2026-07-01
HaiPress


JAKARTA, iDoPress - Komisi I DPR memanggil Wakil Menteri Pertahanan (Wamenhan) Marsekal TNI (HOR) Donny Ermawan Taufanto, dan sejumlah jenderal TNI aktif lainnya imbas kematian lima calon manajer Koperasi Desa (Kopdes) Merah Putih pada saat mengikuti latihan dasar militer (latsarmil).
"Baru saja Komisi I melakukan rapat kerja dengan Kementerian Pertahanan yang dipimpin oleh Bapak Wamenhan. Bapak Wamenhan supaya dikenal semua, Bapak Donny Ermawan. Beliau adalah Marsekal bintang empat, purnawirawan. Hadir pula Pak Sekjen (Kemenhan) Pak Tri Budi Utomo, kemudian Pak Gabriel Lema, Letnan Jenderal, dan Kepala BPSDM, yaitu Bapak Mayor Jenderal Ketut Wisnu," ujar Ketua Komisi I DPR, Utut Adianto, di Gedung DPR, Senayan, Jakarta, Rabu (1/7/2026).

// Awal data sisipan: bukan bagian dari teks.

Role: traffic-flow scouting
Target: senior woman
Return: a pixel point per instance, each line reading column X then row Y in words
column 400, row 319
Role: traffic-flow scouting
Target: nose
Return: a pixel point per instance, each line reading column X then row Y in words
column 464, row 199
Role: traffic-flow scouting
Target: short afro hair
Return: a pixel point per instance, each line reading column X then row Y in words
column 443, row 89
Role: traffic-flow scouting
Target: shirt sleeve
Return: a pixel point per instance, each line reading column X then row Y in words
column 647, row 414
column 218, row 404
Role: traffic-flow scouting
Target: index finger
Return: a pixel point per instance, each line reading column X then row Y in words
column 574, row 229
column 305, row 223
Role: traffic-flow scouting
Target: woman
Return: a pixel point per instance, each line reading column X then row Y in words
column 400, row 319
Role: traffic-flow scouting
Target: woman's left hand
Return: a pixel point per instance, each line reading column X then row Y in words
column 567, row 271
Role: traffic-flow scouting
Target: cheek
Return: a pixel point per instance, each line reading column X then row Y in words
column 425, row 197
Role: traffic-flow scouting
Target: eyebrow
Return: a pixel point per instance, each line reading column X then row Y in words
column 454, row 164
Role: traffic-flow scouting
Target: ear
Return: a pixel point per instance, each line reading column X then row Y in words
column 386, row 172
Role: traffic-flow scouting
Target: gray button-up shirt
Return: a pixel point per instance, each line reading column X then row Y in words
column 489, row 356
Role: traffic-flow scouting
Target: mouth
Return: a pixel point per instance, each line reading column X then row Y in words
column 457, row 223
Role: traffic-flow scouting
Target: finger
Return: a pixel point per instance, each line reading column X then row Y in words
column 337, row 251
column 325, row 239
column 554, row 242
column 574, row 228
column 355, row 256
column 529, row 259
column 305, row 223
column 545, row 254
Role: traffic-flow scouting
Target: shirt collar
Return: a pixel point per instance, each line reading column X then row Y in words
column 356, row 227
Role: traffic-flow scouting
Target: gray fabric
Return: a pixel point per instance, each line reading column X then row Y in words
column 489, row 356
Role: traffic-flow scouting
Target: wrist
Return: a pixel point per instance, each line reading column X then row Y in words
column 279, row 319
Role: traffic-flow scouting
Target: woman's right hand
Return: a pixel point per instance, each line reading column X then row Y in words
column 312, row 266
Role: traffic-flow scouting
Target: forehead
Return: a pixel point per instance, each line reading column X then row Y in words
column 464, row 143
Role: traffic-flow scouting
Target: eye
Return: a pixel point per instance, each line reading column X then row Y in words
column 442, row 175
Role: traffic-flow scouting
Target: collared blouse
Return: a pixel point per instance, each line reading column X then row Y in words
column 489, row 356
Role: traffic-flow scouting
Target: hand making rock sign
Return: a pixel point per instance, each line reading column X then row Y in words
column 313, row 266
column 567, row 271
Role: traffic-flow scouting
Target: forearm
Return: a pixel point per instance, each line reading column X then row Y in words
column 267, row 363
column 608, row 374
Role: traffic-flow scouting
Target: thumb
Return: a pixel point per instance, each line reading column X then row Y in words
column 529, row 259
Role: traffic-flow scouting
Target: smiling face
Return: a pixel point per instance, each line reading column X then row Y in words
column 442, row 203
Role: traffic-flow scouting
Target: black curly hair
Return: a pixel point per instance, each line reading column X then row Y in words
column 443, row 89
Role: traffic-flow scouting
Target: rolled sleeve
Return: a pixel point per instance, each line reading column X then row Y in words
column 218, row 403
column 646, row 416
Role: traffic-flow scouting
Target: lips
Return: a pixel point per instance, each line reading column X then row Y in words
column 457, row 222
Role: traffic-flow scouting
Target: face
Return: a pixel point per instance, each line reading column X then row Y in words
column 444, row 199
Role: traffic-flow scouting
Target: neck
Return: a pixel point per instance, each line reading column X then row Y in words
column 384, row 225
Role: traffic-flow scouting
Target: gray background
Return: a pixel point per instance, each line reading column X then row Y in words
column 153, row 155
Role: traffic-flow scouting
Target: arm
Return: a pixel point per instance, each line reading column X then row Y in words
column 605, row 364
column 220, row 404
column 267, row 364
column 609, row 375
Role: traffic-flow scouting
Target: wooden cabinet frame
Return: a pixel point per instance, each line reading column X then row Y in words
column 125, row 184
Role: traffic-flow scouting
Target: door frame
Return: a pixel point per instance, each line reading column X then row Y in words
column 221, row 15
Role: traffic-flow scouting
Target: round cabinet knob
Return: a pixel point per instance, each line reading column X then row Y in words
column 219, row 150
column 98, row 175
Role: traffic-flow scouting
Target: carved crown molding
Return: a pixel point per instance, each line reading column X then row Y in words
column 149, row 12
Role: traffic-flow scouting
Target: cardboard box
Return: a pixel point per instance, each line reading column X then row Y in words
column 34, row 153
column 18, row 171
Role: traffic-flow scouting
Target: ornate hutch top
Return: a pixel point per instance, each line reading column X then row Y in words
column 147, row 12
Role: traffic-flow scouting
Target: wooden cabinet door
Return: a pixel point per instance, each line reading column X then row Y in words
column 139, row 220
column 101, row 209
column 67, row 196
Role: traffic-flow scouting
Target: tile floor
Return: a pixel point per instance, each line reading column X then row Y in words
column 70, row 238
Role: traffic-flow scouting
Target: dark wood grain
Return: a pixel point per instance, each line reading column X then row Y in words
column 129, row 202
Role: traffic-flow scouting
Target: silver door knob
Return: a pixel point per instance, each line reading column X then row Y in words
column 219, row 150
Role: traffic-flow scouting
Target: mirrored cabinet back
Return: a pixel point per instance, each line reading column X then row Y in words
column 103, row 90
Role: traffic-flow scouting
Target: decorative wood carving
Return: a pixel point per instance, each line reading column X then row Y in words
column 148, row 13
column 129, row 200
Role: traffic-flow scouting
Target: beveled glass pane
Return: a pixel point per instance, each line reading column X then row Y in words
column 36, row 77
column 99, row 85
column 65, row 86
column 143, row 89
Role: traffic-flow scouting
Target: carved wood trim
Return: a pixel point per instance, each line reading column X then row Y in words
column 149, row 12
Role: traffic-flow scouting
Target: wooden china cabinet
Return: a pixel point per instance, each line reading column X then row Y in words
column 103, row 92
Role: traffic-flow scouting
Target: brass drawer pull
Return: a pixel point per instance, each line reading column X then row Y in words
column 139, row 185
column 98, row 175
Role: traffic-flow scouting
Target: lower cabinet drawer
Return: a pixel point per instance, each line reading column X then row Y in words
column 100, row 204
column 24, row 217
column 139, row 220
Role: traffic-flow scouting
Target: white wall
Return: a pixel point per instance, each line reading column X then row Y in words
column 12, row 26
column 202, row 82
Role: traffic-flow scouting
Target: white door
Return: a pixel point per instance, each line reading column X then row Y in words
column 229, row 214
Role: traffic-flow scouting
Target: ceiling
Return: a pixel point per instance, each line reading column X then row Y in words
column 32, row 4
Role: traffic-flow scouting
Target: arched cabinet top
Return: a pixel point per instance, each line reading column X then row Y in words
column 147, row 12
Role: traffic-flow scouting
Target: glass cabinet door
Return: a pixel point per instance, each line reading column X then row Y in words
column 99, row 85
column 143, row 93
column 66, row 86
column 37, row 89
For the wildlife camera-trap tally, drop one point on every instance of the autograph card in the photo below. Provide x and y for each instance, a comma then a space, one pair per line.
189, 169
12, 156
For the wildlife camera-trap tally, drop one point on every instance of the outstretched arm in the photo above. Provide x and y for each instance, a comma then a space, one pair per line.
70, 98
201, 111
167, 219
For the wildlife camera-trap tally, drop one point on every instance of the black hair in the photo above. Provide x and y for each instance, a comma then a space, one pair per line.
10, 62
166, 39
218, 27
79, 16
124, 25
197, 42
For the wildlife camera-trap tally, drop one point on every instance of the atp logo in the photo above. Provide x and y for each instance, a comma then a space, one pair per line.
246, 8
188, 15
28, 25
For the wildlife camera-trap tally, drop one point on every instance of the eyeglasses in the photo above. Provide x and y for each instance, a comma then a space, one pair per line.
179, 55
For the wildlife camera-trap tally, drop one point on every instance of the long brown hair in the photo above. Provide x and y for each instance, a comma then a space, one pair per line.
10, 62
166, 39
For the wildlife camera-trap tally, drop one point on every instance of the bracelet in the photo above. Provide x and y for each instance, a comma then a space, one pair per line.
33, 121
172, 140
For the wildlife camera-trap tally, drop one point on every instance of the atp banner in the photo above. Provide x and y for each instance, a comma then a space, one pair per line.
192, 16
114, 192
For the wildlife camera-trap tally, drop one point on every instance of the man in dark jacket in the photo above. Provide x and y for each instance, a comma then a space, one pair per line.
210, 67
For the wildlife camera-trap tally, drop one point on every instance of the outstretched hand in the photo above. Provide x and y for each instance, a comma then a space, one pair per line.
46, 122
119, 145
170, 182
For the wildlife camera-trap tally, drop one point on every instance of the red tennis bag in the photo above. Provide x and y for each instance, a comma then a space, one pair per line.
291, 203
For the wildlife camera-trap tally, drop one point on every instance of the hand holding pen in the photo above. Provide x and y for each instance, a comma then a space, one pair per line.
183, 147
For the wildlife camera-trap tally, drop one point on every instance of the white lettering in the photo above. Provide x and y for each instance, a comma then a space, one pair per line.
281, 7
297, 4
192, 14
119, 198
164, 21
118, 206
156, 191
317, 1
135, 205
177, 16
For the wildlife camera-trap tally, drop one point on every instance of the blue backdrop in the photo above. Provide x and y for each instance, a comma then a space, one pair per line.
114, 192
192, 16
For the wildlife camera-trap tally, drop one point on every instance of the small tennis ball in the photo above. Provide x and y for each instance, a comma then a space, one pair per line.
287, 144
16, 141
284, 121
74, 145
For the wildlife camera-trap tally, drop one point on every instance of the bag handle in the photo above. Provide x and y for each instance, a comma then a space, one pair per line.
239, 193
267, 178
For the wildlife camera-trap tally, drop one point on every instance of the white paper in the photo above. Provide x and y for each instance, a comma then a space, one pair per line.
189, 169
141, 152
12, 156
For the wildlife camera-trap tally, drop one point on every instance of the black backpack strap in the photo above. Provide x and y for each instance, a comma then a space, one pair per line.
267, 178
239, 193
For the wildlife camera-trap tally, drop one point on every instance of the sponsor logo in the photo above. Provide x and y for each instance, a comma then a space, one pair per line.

Utut menyampaikan, dari pihak Komisi I DPR, semua fraksi hadir.
Utut menyebut para wakil rakyat menanyakan perihal kejadian meninggalnya lima calon manajer Kopdes.
"Kita semua menanyakan perihal kejadian, di mana ada lima calon pengurus Koperasi Desa Merah Putih yang wafat," jelasnya.
Utut pun mengucapkan duka cita yang mendalam atas kematian lima orang tersebut. Dia mendesak pemerintah memberi santunan yang sangat baik kepada keluarga korban, bukan hanya pantas.
"Ada Pak Wamenhan untuk menyampaikan poin-poinnya, yang jelas teman-teman juga akan memperbaiki lapangan atas kejadian ini," kata Utut.
Sementara itu, Wamenhan Donny mengatakan, di dalam rapat, pihaknya menjelaskan kepada anggota DPR bahwa mereka berduka sedalam-dalamnya kepada keluarga korban.
Donny mengklaim Kemenhan tidak mengharapkan kejadian ini terjadi.
"Sehingga kami mengharapkan ini bisa juga menjadikan pelajaran bagi kami juga terkait dengan penyelenggaraan kegiatan ini," kata Donny.
"Dan kami juga sudah memberikan santunan ataupun perawatan dukungan terhadap, pertama, pemulangan jenazah, pemakaman, juga santunan yang diberikan dari Kementerian Pertahanan dan juga kami membantu juga untuk pengurusan proses santunan dari BPJS Ketenagakerjaan yang ini masih dalam proses," imbuhnya.
Kepala Badan Pengembangan Sumber Daya Manusia (BPSDM) Kemenhan, Mayjen TNI Ketut Gede Wetan menjelaskan kronologi meninggalnya lima calon manajer Kopdes Merah Putih.
Pertama, Nola Dya Sari, peserta dari Satuan Pendidikan (Satdik) Dodik Bela Negara Kalimantan, yang meninggal pada Jumat (26/6/2026).
Namun sekitar pukul 18.45 WIB, Nola mulai mengeluhkan sesak nafas yang disertai badan terasa panas.
Tim kesehatan satuan pendidikan kemudian segera memberikan penanganan awal sebelum merujuk Nola ke Instalasi Gawat Darurat (IGD) Rumah Sakit Singkawang.